O americano Rives Miller Grogan recebeu uma ordem rara de uma juíza de Washington: ficar fora do Distrito de Colúmbia (o distrito federal dos EUA), por tempo indeterminado. Mas lhe garantiu permissão para entrar em Washington em 25 de fevereiro, para uma audiência no tribunal. Para a revista Slate, isso equivale a uma pena de exílio — de um território americano para outro território americano. Ele não pode mais permanecer no Distrito de Colúmbia.
Grogan, de 47 anos, que se autodenomina "Pastor Rick" e faz pregações contra o aborto, foi preso no dia da cerimônia de posse do presidente Obama para seu segundo mandato. Enquanto o presidente discursava, ele subiu em uma árvore, perto do prédio do Congresso, para protestar. Com uma placa na mão, em cima da árvore, e muitas câmeras embaixo, ele gritava palavras de ordem contra o aborto.

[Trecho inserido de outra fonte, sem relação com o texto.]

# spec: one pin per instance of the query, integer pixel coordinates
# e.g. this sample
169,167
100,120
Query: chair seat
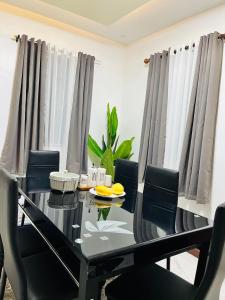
47,279
150,283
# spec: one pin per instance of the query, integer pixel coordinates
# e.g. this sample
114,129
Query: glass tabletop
96,226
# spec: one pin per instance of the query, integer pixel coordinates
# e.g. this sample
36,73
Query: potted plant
111,150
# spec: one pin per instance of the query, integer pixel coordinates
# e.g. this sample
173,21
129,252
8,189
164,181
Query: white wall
136,72
108,77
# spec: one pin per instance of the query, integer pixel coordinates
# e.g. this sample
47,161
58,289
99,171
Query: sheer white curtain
181,73
59,96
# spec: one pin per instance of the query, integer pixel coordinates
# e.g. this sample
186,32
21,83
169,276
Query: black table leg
89,288
202,260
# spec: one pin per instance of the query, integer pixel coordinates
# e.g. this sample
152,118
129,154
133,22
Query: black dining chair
154,282
40,164
126,173
38,276
161,193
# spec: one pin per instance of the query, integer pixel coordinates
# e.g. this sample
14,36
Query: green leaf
94,147
107,162
103,143
114,125
124,150
108,126
115,145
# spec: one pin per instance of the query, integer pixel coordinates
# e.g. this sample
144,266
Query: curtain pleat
25,129
80,118
60,81
181,74
152,146
197,152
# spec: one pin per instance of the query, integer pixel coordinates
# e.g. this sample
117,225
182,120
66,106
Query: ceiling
123,21
102,11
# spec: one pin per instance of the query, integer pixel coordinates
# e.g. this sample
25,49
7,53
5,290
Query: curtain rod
16,39
221,36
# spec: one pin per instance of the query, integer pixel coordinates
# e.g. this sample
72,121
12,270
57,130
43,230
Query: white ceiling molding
134,21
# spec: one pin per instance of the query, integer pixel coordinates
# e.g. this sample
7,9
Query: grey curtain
25,129
153,136
80,118
197,153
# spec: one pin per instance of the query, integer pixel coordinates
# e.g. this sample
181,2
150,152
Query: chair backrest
40,165
8,230
161,189
126,173
215,270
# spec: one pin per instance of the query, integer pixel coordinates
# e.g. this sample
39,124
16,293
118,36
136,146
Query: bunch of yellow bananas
116,189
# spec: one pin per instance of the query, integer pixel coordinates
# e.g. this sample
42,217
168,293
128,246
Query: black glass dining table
109,237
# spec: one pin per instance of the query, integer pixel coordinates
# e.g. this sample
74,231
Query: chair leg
22,220
168,263
2,284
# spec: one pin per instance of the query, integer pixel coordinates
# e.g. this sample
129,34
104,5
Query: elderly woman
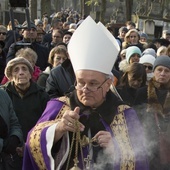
28,98
57,56
31,56
132,37
131,81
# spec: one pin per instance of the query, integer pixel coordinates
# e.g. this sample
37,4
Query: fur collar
153,102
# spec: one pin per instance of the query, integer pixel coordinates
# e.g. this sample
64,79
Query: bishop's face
92,87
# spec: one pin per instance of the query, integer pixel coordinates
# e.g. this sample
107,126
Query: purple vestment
125,128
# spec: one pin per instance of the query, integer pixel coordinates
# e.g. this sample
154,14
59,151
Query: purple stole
129,149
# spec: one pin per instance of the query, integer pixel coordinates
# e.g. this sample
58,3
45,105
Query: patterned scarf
153,102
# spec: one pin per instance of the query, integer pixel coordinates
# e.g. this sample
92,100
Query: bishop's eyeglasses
91,88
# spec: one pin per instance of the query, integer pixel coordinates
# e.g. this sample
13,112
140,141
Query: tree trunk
103,10
33,9
129,5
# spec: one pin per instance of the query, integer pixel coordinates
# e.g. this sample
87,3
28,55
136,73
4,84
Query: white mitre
93,47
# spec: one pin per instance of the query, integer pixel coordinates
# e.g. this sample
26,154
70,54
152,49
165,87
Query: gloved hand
3,128
11,144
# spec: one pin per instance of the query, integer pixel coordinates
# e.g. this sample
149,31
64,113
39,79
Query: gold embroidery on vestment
35,136
120,131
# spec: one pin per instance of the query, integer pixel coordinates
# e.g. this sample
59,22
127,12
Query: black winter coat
29,108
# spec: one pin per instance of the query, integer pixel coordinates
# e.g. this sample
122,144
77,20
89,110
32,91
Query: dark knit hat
15,61
162,61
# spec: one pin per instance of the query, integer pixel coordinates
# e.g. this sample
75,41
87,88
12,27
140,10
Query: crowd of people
74,95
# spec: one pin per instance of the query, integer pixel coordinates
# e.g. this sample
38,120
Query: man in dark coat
10,135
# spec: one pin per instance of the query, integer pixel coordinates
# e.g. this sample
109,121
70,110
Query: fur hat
150,51
15,61
147,58
132,50
25,25
162,61
144,35
123,29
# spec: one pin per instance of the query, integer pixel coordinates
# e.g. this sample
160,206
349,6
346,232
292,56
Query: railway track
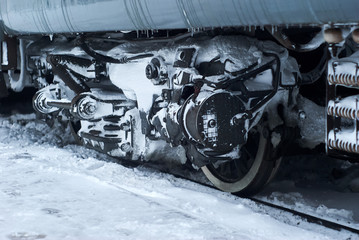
304,216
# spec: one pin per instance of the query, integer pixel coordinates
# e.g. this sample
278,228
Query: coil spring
344,79
343,145
346,112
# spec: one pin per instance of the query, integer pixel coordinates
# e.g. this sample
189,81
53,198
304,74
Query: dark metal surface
71,16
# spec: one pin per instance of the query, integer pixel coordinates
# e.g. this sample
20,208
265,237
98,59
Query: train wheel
246,175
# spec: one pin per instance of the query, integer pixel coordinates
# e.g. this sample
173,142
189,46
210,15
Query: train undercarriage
228,100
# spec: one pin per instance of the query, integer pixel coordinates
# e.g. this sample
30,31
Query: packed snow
51,188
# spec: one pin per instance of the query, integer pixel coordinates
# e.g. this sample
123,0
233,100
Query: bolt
302,115
212,123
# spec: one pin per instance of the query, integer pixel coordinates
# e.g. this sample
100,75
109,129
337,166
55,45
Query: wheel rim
232,177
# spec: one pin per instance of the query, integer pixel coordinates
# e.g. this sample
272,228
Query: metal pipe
73,16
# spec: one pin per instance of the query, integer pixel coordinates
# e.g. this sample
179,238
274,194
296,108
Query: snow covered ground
52,189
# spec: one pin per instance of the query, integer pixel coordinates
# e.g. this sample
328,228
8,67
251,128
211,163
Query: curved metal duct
72,16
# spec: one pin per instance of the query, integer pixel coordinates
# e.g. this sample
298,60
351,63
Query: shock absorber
342,112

A sentença da juíza Karen Howze foi bem mais severa em sua sentença do que aspirou a Promotoria. Os promotores pediram à juíza que ordenasse a Grogan que ficasse fora de um determinado perímetro em torno do Congresso, de prédios do Senado e da Câmara dos Deputados, da Biblioteca do Congresso e da Suprema Corte dos EUA. A juíza achou que era pouco e o mandou para o "exílio".

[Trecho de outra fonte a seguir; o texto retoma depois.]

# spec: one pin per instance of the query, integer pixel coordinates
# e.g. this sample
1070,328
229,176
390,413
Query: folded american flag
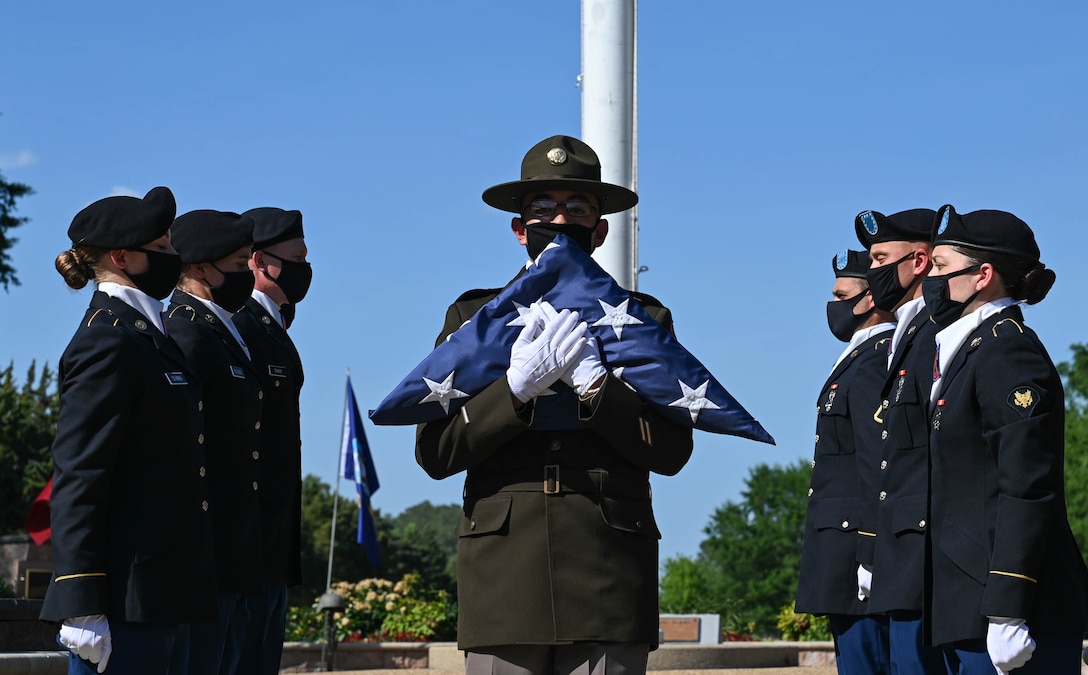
633,346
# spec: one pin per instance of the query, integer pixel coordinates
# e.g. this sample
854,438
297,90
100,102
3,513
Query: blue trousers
861,645
138,649
1052,655
215,647
910,655
268,621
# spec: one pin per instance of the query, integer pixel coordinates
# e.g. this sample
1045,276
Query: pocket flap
490,515
630,516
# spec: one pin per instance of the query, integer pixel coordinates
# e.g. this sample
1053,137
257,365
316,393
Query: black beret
124,222
272,225
910,225
207,236
849,262
994,231
560,162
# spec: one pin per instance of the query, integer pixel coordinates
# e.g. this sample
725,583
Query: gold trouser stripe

A decisão judicial reacendeu a discussão sobre a legalidade de uma ordem de um estado americano mandando um cidadão para o exílio em qualquer outro estado do país. Dos 50 estados americanos, 16 têm dispositivos constitucionais que proíbem o desterro de seus cidadãos (de seus territórios, não do país). Em outros estados, tribunais de recurso têm derrubado essa prática.

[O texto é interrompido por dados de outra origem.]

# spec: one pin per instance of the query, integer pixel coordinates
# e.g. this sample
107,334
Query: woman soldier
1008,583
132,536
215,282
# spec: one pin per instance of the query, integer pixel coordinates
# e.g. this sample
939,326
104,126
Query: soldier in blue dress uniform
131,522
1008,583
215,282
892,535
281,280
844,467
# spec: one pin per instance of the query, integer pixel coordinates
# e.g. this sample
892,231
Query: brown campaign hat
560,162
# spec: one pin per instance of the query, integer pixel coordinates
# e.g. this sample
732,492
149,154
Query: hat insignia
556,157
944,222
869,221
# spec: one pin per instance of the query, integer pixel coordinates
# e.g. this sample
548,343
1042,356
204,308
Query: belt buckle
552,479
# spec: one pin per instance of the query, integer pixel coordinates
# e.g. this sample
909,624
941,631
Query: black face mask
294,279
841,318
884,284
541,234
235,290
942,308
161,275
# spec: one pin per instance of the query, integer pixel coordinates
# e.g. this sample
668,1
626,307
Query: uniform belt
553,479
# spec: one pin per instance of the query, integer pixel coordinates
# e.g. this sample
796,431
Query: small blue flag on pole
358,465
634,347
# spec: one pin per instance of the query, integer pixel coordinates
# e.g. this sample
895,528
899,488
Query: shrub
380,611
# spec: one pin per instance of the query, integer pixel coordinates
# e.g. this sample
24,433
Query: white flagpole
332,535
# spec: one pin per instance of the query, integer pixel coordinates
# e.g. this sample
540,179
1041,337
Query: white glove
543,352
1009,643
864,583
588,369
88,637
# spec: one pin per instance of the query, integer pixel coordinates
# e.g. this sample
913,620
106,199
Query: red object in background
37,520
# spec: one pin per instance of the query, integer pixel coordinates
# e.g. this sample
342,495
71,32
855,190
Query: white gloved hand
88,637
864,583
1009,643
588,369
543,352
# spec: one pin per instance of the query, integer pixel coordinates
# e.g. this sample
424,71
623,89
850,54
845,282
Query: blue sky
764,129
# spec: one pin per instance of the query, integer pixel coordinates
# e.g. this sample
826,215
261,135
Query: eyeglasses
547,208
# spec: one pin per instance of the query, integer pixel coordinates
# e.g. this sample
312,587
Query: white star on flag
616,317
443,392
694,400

No entanto, em alguns estados, o exílio interestadual, às vezes chamado de "exílio interno", é constitucionalmente permitido. A Constituição de Tennessee é um exemplo. A Constituição de Maryland prescreve, especificamente, o banimento, como pena para crimes de corrupção. Mas tribunais de recursos do estado geralmente anulam sentenças de exílio.
Vazio legislativo
Em 2000, um juiz de Kentucky sentenciou um homem condenado por violência doméstica ao exílio interestadual por um ano. O caso nunca chegou à Suprema Corte do estado. O Distrito de Colúmbia não tem uma Constituição e suas leis não fazem menção a exílio. "Assim, a legalidade do exílio imposto a Grogan não está clara", diz a reportagem da revista Slate.
De uma maneira geral, os juízes preferem estabelecer condições mais rígidas de fiança do que proferir sentenças desse tipo. Ao contrário, a tendência é rejeitar o exílio interestadual, sob quaisquer circunstâncias, diz a revista.
Na visão de acadêmicos jurídicos, a permissão de banimento de cidadãos de territórios geográficos depende de suas extensões. O banimento do país é, decididamente inconstitucional, pelo menos para cidadãos americanos. Mas o banimento de algumas áreas, como a de escolas ou creches, tem sido cada vez mais popular para criminosos sexuais, por exemplo. Nos EUA, membros de gangues também são punidos com o banimento de suas cidades, "para ficarem longe de más influências", diz a revista.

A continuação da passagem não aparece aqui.